The disaster of the Air France Airbus A330 is with no doubt an event that will remain in history. Today, after over 24 hours of search operations by the air forces of three countries, the first pieces of wreckage were found. The story will go on for weeks before all the questions are answered. 

One aspect of this drama, however, remains largely unnoticed. It struck me as quite surreal to read the list of passengers: abroad the plane were,

58 Brazilian, 61 French, 26 German, 2 American, 1 South African, 1 Argentinian, 1 Austrian, 1 Belgian, 5 British, 1 Canadian, 9 Chinese, 1 Croatian, 2 Spanish, 4 Hunagrian, 3 Irish, 1 Icelandic, 9 Italian, 5 Lebanese, 2 Morroccan, 1 Filipino,  2 Polish, 1 Romanian, 1 Russian, 3 Slovakian, 1 Danish, 1 Estonian, 1 Gambian, 1 Swedish, 6 Swiss, 1 Dutch, 3 Norwegian and 1 Turk.

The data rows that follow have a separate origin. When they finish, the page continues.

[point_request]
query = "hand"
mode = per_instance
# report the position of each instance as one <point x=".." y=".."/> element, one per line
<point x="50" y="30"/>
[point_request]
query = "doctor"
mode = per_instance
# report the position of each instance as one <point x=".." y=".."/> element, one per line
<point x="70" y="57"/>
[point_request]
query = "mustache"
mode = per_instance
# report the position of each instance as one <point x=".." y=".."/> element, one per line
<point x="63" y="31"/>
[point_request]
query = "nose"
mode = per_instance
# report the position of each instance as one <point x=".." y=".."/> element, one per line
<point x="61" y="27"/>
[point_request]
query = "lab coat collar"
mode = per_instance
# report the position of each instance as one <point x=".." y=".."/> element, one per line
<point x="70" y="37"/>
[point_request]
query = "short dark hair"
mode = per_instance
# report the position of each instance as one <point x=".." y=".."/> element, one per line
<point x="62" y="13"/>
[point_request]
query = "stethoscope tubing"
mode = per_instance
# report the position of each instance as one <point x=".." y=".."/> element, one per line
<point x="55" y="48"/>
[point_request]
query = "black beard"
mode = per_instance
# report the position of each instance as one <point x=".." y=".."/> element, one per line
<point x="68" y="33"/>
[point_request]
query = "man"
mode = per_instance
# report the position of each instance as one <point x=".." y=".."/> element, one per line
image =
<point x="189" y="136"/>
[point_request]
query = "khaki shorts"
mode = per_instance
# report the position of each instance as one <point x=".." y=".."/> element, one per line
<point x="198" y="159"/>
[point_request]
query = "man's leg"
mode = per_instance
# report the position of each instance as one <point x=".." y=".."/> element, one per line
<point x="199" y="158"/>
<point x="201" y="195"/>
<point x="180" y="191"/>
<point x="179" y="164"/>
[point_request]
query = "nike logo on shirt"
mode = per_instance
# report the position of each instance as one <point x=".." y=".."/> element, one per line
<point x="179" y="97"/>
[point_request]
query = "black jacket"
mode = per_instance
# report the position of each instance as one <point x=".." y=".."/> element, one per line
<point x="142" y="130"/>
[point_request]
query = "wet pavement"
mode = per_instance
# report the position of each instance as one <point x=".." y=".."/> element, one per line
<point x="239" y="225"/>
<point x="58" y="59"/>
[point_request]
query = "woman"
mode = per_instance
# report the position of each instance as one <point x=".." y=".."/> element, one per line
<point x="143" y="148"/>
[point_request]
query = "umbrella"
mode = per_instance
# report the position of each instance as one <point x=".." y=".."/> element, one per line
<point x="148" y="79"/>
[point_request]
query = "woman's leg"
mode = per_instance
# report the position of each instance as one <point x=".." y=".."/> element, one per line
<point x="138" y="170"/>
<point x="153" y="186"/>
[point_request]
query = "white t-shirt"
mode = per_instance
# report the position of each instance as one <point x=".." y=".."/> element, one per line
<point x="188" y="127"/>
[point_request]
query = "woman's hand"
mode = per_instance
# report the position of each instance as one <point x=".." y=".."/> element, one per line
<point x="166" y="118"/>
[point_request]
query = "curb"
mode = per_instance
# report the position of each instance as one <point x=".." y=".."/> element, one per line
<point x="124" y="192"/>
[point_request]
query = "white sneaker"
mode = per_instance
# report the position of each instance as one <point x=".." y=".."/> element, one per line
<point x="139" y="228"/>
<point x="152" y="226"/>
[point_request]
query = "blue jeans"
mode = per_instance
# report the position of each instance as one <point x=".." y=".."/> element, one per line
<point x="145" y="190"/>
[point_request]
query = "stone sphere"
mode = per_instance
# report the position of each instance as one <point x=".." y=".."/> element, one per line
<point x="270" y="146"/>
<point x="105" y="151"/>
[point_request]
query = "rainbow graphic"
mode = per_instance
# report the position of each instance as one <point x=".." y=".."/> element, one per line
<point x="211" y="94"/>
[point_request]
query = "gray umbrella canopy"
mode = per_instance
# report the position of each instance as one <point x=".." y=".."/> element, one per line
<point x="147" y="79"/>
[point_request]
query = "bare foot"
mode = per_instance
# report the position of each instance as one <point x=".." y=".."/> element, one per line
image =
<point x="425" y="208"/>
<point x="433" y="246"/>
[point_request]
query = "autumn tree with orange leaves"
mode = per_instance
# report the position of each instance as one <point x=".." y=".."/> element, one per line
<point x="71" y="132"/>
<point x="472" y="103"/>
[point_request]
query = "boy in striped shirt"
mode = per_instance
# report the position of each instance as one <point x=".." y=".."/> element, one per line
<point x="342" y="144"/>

Yes, that’s right: no less than 32 nationalities were abroad that plane, flying from Rio to Paris, two main tourist destinations. A significant portion of the world! The plane carried a mix of businessmen – senior executives of French tire maker Michelin SA and German steelmaker ThyssenKrupp were on board – and regular tourists flying to one wonderful city to another.

In any case, the fact that all these nationalities were victims is food for thought. This was clearly an event that could only happen in globalized times. Right now citizens of countries in all 5 continents are following with anxiety the search for any trace of the plane that carried their fellow citizens.

The fact that the drama is being monitored by 24 hour news channels in (at least) every one of those countries makes the tragedy even greater, in an ever smaller world. Irreversibly, more and more tragedies will affect people from different countries.

But while the national media of these countries focuses on their own citizens, international journalism is missing a great chance to take in the great side of globalization: the fact that it shows that people are mixed, are everywhere, and are equal. Unfortunately, the Airbus disaster seems to prove exactly this. 

A transnational journalistic approach to events in this new era is still to be developed.